Nazajutrz zaspała. Wszystko leciało z rąk: kawa się wylała, klucze gdzieś przepadły. Do przystanku biegła, lecz marszrutka już odjechała.
Nagle obok zahamowała stara Łada.
— Biega pani nieźle, ale po jezdni — nie wolno. Wsiadaj, podwiozę.
— Co za mądrala — pomyślała, ale wsiadła.
Jechali w milczeniu. Pod biurem wyskoczyła, rzucając:
— Dziękuję!
W korytarzu wpadła na nieznajomego.
— Przepraszam, spóźniam się! — wybąkała.
— Nic nie szkodzi — uśmiechnął się. — Denis, właśnie wróciłem z urlopu.

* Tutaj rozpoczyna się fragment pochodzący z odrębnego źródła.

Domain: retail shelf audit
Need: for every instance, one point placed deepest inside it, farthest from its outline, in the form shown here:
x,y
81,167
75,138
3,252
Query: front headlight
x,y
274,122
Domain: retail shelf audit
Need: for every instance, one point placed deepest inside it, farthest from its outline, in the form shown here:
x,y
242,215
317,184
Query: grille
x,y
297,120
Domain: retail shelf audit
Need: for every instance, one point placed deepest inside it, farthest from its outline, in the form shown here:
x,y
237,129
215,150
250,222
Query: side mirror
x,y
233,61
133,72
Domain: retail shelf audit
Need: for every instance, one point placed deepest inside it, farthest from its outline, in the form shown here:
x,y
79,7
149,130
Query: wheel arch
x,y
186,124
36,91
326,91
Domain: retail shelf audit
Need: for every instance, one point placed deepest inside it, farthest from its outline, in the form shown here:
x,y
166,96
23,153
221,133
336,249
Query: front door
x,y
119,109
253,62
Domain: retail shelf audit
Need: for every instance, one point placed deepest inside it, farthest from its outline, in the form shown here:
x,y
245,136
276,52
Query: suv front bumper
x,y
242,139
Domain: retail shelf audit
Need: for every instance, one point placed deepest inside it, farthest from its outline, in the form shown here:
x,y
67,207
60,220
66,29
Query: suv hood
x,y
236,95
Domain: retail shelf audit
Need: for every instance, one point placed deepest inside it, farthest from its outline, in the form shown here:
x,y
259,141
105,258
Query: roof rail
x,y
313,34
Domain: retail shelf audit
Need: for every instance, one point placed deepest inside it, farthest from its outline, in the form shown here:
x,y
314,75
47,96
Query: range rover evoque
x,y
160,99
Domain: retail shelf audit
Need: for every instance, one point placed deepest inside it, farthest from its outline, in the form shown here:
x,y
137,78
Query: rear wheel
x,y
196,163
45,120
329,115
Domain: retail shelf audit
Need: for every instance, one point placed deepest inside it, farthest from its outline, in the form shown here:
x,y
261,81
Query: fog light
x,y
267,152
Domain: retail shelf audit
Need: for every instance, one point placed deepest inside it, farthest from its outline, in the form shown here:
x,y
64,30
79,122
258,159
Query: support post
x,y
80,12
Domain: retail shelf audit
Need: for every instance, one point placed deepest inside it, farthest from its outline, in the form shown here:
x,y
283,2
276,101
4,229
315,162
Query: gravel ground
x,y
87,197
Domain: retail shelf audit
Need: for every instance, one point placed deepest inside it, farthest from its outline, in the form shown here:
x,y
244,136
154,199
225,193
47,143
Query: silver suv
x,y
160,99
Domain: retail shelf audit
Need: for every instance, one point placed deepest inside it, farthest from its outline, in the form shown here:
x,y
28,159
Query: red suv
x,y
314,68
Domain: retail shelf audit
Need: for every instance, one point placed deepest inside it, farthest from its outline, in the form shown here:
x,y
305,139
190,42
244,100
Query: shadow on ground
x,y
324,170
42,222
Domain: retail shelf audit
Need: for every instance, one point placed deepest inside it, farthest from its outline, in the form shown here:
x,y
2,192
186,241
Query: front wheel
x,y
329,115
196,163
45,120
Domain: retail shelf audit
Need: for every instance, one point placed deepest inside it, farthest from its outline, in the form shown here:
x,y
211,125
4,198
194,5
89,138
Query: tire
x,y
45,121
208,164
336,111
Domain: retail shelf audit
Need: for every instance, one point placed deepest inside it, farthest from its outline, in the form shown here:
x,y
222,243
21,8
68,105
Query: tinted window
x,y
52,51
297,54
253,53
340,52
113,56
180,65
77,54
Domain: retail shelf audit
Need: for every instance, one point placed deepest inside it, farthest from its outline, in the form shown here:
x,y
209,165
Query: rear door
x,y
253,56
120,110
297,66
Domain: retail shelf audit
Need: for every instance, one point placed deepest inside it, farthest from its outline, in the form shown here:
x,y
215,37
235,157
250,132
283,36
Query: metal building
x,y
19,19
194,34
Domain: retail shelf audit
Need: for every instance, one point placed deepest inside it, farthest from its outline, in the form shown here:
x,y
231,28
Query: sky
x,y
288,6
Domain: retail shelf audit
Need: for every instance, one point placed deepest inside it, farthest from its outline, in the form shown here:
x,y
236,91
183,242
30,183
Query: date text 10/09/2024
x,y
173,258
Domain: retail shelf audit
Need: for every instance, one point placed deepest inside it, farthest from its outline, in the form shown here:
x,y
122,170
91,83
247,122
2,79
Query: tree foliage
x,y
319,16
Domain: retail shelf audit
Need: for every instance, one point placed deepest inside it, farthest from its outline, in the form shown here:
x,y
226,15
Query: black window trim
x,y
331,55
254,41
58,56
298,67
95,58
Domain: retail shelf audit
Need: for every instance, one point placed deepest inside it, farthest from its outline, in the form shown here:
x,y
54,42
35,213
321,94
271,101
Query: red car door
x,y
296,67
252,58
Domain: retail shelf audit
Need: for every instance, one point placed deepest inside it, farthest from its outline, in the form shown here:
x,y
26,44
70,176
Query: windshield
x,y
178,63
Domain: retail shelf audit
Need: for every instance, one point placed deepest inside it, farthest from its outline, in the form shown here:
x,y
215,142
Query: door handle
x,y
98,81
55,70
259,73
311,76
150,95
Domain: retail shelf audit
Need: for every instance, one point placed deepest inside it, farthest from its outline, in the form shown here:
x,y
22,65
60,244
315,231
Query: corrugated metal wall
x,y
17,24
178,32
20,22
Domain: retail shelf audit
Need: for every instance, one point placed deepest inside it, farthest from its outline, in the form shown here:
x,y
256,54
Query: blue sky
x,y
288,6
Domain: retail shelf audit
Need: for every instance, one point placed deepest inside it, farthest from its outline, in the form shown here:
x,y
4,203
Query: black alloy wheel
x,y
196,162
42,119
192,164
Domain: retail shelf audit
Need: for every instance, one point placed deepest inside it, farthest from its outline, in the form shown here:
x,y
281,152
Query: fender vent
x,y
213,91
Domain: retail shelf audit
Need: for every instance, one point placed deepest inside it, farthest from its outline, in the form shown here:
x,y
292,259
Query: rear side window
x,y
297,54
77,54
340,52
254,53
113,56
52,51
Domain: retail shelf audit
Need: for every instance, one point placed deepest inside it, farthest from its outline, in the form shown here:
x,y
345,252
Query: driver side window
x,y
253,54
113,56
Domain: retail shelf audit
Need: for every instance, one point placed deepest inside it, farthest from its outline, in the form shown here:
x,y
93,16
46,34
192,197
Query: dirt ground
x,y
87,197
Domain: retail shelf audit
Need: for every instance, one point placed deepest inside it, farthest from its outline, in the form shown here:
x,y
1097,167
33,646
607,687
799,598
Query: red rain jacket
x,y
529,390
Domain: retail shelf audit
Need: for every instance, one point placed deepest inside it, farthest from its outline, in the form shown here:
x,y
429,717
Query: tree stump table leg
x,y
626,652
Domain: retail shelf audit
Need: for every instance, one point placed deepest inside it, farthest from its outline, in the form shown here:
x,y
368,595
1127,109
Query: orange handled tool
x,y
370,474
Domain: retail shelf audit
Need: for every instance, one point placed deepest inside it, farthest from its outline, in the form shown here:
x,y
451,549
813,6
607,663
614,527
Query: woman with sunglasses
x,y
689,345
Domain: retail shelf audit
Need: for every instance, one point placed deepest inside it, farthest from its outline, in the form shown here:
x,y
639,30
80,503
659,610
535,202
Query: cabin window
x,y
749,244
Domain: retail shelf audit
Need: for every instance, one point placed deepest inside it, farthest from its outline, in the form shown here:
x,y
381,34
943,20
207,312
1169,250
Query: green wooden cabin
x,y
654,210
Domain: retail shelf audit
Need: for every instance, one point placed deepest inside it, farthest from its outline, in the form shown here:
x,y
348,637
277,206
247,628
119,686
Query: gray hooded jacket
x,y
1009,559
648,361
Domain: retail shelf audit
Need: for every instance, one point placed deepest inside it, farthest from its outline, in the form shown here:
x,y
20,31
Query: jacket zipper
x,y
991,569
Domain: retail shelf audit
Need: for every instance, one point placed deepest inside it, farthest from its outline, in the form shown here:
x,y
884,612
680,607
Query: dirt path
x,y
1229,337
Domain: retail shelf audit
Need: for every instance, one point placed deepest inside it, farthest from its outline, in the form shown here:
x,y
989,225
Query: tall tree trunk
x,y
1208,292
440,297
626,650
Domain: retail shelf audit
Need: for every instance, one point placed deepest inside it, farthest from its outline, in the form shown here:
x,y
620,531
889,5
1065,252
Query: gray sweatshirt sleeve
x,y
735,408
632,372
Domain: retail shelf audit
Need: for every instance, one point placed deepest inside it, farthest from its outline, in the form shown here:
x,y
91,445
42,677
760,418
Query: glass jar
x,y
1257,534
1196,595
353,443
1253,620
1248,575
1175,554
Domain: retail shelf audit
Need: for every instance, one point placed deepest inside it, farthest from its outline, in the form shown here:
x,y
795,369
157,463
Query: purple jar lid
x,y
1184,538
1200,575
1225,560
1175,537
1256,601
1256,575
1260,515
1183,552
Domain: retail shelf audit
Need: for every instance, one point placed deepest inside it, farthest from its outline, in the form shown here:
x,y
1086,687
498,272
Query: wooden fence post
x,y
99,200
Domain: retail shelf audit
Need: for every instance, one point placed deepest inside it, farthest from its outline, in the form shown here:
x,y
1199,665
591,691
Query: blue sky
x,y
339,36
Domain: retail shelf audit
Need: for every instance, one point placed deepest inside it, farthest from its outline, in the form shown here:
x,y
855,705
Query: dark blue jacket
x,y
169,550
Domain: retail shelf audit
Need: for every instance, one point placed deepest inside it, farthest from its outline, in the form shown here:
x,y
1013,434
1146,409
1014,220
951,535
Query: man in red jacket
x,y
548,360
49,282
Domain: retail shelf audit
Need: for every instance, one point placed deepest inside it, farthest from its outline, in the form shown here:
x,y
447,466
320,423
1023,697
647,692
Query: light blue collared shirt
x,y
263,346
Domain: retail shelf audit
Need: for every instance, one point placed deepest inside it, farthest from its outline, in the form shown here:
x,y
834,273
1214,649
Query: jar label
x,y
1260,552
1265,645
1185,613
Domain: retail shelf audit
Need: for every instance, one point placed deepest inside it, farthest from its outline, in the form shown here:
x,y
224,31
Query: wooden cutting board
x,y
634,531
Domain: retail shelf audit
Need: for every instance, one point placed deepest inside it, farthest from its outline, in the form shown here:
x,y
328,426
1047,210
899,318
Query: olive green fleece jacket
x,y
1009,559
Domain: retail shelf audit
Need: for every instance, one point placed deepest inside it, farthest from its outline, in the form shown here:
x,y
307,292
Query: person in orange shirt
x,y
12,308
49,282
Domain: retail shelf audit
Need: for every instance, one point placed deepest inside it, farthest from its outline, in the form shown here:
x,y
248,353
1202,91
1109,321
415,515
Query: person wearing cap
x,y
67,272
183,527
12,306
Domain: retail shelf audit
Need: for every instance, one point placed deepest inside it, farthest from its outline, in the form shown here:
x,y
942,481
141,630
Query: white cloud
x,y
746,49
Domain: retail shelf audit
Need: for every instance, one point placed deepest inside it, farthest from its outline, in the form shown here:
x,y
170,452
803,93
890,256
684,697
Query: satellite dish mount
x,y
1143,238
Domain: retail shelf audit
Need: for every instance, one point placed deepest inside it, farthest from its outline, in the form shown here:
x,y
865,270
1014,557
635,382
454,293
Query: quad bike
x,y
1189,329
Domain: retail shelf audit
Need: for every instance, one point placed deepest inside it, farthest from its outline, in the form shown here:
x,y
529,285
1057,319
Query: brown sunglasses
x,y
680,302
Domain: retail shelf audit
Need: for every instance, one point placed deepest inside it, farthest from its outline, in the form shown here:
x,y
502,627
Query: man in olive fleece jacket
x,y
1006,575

Dzień minął dobrze. Wieczorem rozważała:
*„Denis jest atrakcyjny, błyskotliwy, wolny. Ale chyba pół działu za nim biega. Trudno — biurowe romanse nie dla mnie.”*
Tymczasem Artiom odwiedził matkę. Ta westchnęła:
— Misza, kiedy ty wreszcie znajdziesz kobietę? Nie będziesz przecież sam siedział!
— Mamo, mężczyźnie nie tylko kucharka potrzebna — roześmiał się.
Wieczorem zadzwoniła była — Lena.
— Tiemoczka, stęskniłam się. Może wrócę?
— Do tej samej rzeki się nie wchodzi — odparł sucho.
Jęczała, prosiła, ale był nieugięty.
W tym czasie Denis zaprosił Swietłanę do kawiarni. Miał drogi samochód, lecz gdy położył jej rękę na kolanie, odsunęła się.
W lokalu zauważyła Artioma — siedział z brunetką.
— Muszę już iść — powiedziała ostro Denisowi.
W następnym tygodniu Denis zaczął nalegać na bliskość.
— Swieta, ile można? Nie jesteś zakonnicą!
— Zostańmy przyjaciółmi — odpowiedziała i wysiadła z auta.
Pod blokiem poślizgnęła się na skórce i runęła. Noga bolała, przechodnie minęli obojętnie. Nagle dopadł Artiom.
— Gdzie boli? — zapytał z troską, biorąc ją na ręce.
W szpitalu stwierdzili skręcenie. Odwiózł ją do domu i ułożył na kanapie.
— Potrzebna jeszcze pomoc?
— Nie, dziękuję.
Nazajutrz przyszedł z plikiem kartek.
— To bajka. O nas.
Doczytała do końca i uśmiechnęła się:
— A bohaterowie będą razem?
— To zależy od ciebie.
Tak z wrogów stali się kimś więcej. Bo czasem niechęć bywa tylko drugą stroną niewypowiedzianych uczuć.